To all my golfing buddies…..here is an opportunity to see The Masters!
Men, After years of trying, a friend of mine got two tickets to the Masters in 2017. He has a great place to stay in walking distance of the course. He did not realize until last week that it is the same weekend as his wedding, so he can’t go. If you are interested and want to go instead of him, it’s at Cross Point Church in Nashville, TN, April 8, 2017 at 7 PM. Her name is Betty Sue. She will be the one in the white dress.
• My diminutive aunt Flora, just four feet, nine inches tall, accepted an offer to visit a health club for a free session. After being greeted heartily, she was shown where she could change and told an instructor would soon be with her.
Having changed her clothes, Aunt Flora went back to the exercise area. Along one wall she noticed a silver bar that was not in use, and decided to try her hand at chin-ups while she waited. She jumped up, barely reaching the bar, and managed to strain through two chin-ups before the instructor came to her side.
Smiling politely, the instructor said, “If you want to let go of the coat rack and follow me, I’ll be glad to help you get started.”
• My husband was bending over to tie my three-year-old’s shoes. That’s when I noticed my son, Ben, staring at my husband’s head.
He gently touched the slightly thinning spot of hair and said in a concerned voice, “Daddy, you have a hole in your head. Does it hurt?”
After a pause, I heard my husband’s murmured reply: “Not physically.”
• To celebrate his 40th birthday, my boss, who is battling middle-age spread, bought a new convertible sports car. As a finishing touch, he put on a vanity plate with the inscription “18 Again.” The wind was let out of his sails, however, when a salesman entered our office the following week.
“Hey,” he called out, “who owns the car with the plate ‘I ate again’?”
• Now that I’m over 40, younger teammates have begun to tease me about my declining abilities as a softball player. During one game, I was playing third base when a batter ripped a shot over my head. I leapt as high as I could, but the ball tipped off the end of my glove and fell safely for a hit.
At the end of the inning, I was heading for the dugout when our left fielder caught up with me. “That much!” he called, holding his thumb and forefinger a couple of inches apart.

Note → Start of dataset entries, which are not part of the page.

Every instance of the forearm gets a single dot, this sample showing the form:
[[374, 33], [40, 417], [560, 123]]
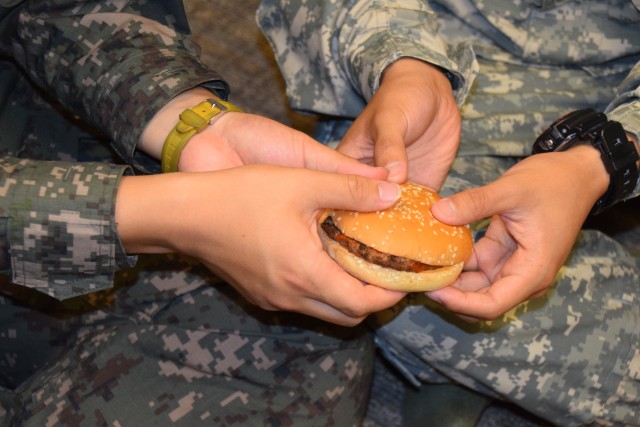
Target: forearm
[[120, 63], [58, 225], [334, 66]]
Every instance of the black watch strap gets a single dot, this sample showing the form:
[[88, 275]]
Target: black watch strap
[[618, 154]]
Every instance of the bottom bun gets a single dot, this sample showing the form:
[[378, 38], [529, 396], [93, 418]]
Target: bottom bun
[[389, 278]]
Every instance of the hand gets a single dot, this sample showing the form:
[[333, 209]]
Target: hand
[[256, 227], [537, 209], [411, 126]]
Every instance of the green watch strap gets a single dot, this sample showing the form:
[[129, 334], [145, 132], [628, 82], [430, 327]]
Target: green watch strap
[[192, 121]]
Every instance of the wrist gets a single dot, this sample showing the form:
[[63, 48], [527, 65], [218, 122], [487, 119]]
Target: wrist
[[148, 212], [587, 162], [407, 66], [166, 118]]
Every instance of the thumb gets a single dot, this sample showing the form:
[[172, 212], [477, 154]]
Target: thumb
[[358, 193], [467, 206], [391, 154]]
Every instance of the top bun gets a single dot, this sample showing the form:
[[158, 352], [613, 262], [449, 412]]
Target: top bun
[[408, 229]]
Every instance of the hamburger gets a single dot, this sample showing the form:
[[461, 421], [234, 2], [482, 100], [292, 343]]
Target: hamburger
[[402, 248]]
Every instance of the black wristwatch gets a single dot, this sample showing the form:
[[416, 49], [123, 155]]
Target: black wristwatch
[[618, 154]]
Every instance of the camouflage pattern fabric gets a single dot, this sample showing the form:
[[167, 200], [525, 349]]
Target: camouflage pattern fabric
[[106, 68], [170, 345], [162, 343], [572, 357]]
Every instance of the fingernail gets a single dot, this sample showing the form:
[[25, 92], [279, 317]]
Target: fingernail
[[434, 296], [445, 208], [388, 192]]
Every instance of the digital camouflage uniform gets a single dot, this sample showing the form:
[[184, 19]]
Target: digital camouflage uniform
[[168, 344], [572, 357], [85, 338]]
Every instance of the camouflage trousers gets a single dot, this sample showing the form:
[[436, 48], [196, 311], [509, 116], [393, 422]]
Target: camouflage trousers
[[572, 357], [169, 344]]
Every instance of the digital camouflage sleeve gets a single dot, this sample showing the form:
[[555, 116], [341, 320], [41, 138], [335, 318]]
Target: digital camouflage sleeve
[[337, 73], [109, 66]]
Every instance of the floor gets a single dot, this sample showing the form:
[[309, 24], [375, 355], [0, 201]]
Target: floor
[[232, 44]]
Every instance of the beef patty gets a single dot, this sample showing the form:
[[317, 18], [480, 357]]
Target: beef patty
[[372, 255]]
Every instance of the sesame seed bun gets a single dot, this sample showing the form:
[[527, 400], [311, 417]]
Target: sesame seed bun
[[407, 230]]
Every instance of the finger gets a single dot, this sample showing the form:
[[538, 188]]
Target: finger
[[487, 303], [349, 295], [354, 192], [390, 150], [322, 158]]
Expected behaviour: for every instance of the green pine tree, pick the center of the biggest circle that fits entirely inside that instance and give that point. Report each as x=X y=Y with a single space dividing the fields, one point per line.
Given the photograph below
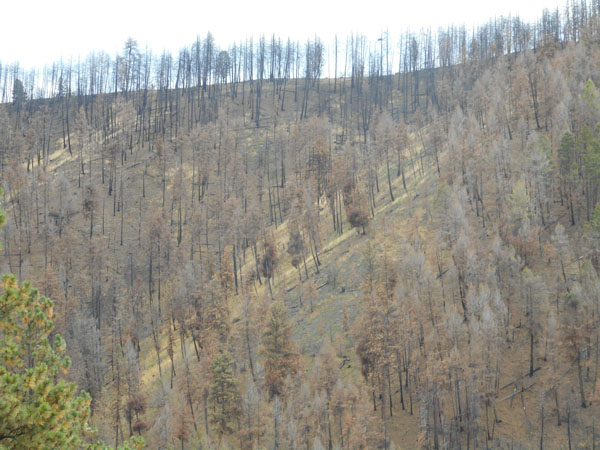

“I know,” I replied. “I almost had it.”
“No,” he said. “I mean that’s how far you got off the ground.”
• My husband and I, married 13 years, were dressing for a party. I’d spent all day getting a haircut and permanent, then as we were leaving, we met in the hall and he said nothing. I complained that he had not even noticed my hair. “You used to pay attention to every little thing, and now you don’t notice anything! You take me for granted!”
My husband stood there rubbing his face as he let me rant and rave. Then it hit me: He’d shaved off his six-month-old beard.
• After a shopping expedition, my friend Gina and I stopped in a local bar for a drink. We hadn’t been seated long when she leaned over and said that four young men at the next table were watching us. Since we’re both thirty-something, married with children, we found the situation flattering. We sat a little straighter and tried to look slimmer and younger.
In a few minutes, one of the men got up and came toward our table. “Excuse me,” he said. Then he reached over our heads to turn up the volume on the televised ball game.